No Names, by Greg Hewett Is Just Plain Lazy

Some debut novels confidently announce a fresh, fully realized voice. Others are a little uneven and wear their amateurishness obviously. I’m afraid Greg Hewett’s debut No Names belongs to the latter. It’s a competent-enough dual story, the first following Isaac, a young man in 1994 who sets out to find his punk music idol, and the second following the band’s success in the 1970s told by its lead musician Mike.

The stories eventually collide when Isaac connects with Mike’s old friend Daniel, and the two travel to an island where Mike has lived as a hermit for years. Though reluctant at first, Mike eventually warms up to Isaac. The drama unfolds as their new relationship pushes suppressed memories and feelings to the surface.

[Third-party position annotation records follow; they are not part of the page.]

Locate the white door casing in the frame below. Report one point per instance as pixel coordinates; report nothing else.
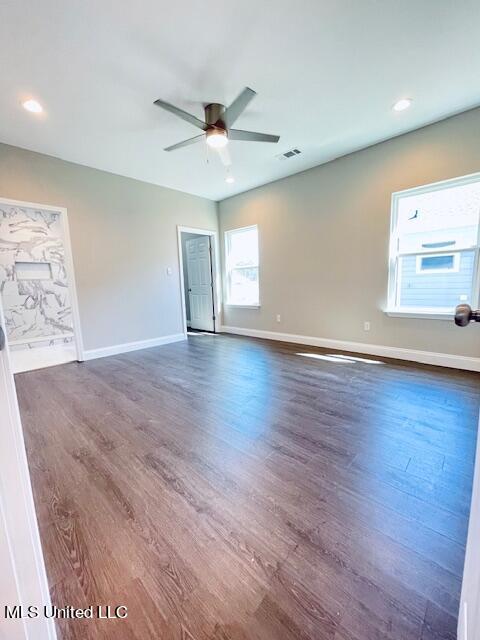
(22, 571)
(199, 270)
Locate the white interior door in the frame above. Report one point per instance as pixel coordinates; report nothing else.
(469, 615)
(22, 572)
(200, 292)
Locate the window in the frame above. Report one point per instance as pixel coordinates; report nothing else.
(443, 263)
(241, 259)
(434, 247)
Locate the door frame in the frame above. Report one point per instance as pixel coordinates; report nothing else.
(217, 290)
(67, 245)
(24, 579)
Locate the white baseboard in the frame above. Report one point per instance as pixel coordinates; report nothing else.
(114, 350)
(41, 357)
(414, 355)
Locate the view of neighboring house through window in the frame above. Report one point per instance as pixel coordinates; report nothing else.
(434, 247)
(241, 259)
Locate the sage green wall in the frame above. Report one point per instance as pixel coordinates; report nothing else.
(324, 237)
(124, 236)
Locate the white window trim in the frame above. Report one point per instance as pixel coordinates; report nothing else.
(454, 269)
(227, 269)
(392, 309)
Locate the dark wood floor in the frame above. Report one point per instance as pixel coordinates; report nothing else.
(233, 489)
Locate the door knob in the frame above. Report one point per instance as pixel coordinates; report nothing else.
(464, 315)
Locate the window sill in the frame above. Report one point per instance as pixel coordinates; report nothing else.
(424, 315)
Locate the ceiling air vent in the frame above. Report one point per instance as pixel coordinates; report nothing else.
(289, 154)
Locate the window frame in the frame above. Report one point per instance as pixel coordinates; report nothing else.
(228, 269)
(394, 277)
(419, 270)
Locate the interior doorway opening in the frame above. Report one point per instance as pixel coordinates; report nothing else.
(198, 268)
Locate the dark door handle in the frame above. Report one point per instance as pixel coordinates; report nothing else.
(464, 315)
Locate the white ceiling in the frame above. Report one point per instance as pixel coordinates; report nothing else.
(326, 73)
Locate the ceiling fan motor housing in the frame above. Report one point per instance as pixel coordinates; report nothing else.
(214, 115)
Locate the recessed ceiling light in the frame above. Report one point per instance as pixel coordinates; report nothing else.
(402, 104)
(33, 106)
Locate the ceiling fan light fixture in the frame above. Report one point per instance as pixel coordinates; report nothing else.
(33, 106)
(217, 138)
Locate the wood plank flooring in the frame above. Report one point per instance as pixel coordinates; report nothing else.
(226, 488)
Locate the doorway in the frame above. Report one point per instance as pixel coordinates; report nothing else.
(37, 286)
(198, 269)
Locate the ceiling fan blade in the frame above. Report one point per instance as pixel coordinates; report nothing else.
(251, 136)
(182, 114)
(225, 157)
(185, 143)
(238, 106)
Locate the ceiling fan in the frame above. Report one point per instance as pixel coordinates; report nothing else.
(218, 121)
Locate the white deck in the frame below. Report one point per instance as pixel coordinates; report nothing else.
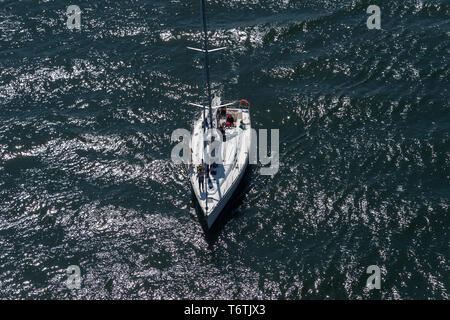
(223, 179)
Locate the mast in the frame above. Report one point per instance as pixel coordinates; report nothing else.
(206, 62)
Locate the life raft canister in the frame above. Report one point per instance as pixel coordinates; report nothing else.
(244, 102)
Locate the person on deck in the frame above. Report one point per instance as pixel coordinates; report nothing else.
(222, 131)
(230, 120)
(201, 177)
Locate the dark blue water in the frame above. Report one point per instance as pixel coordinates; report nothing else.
(86, 179)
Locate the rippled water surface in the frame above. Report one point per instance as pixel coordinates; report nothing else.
(85, 171)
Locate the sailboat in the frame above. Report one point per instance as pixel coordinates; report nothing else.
(220, 143)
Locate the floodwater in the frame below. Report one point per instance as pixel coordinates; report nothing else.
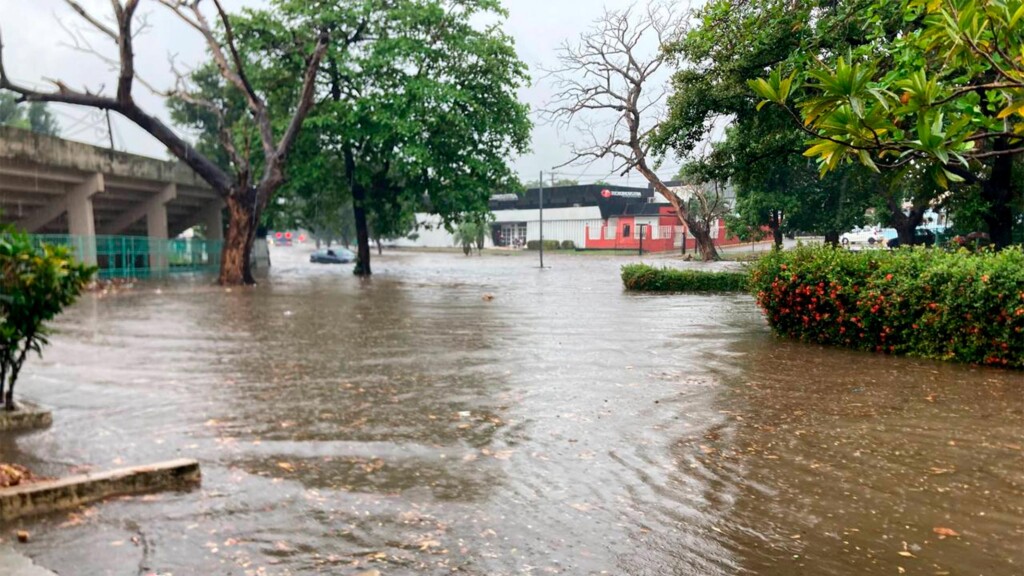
(409, 424)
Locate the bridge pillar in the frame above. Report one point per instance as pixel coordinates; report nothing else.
(80, 218)
(156, 225)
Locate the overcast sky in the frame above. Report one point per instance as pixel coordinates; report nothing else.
(37, 47)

Unfortunately, one can never get too invested reading Hewett’s characters. It’s difficult to appreciate a story when it’s delivered in prose peppered by lazy or bad writing. Many of the novel’s problems should be obvious to a beginner writer’s workshop. Imagine my surprise and disappointment to learn this book’s author is a creative writing professor.

Often it seemed Hewett was uninspired, writing the bare minimum to push along a story larger than he wanted or expected. The prose is vague, repetitive, and overly reliant on hyperbole. When it’s raining on the island Isaac narrates, “It’s raining harder than I’ve ever seen." Mike sees a woman laugh, “She breaks out laughing, tossing her head back, and I swear I’ve never anything so beautiful."

Mike delivers bad news to Pete’s mother, “Her eyes flash and it’s the most terrible thing I’ve ever seen. The most terrible, and yet, the look contains not a trace of malice, or at least I pray it doesn’t." In this dull approach Hewett creates a boy-who-cried wolf problem for himself. When everything is stretched to the extreme there’s no sense of perspective; moments that actually call for big emotions have a tampered impact. The book stays at a heightened but monotonous pitch, like how loud plane engines lull passengers to sleep.

There are examples of repetitive writing all throughout. Many sensations, for example, happen “all at the same time.” Isaac describes his musical hero, “Mike looks happy and sad and maybe a little shell-shocked all at the same time." When Mike swims through dangerous water and washes up on shore, “I felt panicked and drowsy and confused all at the same time."

The problem isn’t just that these lazy choices make the story boring (though they definitely do make it boring), but they also ruin the character’s legitimacy. No Names features characters with special skills and talents. We have, according the novel’s universe, two of the best punk rockers that ever lived, a world famous concert pianist, and a guy who’s like really good at math. And yet, because the writing is so flat, these characters never appear to be experts at anything.

I’m not saying a writer must possess the same talents as his characters—that would be impossible. But if she takes on characters with great abilities, she must find ways to make their talents plausible. Whether that’s accomplished through meticulous research or good ol’ imagination doesn’t really matter. The reader just has to believe it.

When the author fails to achieve this you get vague, nonsensical passages from “experts.” For example when Mike and Pete play music Mike thinks, “We wrap each other up in chords and riffs. I slam him with a variation on the melody and he slams me right back. We rip some chords that lift us far out and away from melancholy." This a long-winded and not altogether interesting way to articulate, “We played well and enjoyed playing together.” It may seem flashy, but reading it over you realize it doesn't reveal much at all.

People who have real insight into a craft or skillset have things to say about their work. They express ideas a lay person wouldn’t expect, reveal insights. But never did I see the characters express anything more than the vaguest, most cliched thoughts about music or anything else they claimed to understand.

And so any scene meant to provoke a reader’s awe or admiration for a character was more likely to provoke groans. Like when Mike’s music-aficionado bandmate Bobby talks about their genre, “Real punk, he insists, shows what’s ugly as beautiful and what’s beautiful as ugly." Barf.

Maybe just for its story beats some people might enjoy No Names. There are romantic friends-to-lovers themes everywhere. Setting a story in the 1970s and 90s might be enough to generate warm nostalgic feelings. But on a page-by-page line-by-line basis the book offends with its laziness. As I reader I felt myself asking, “Why should I put in the effort if you’re not going to?”

No Names is avaikable at most bookstores and through the Coffee House Press site.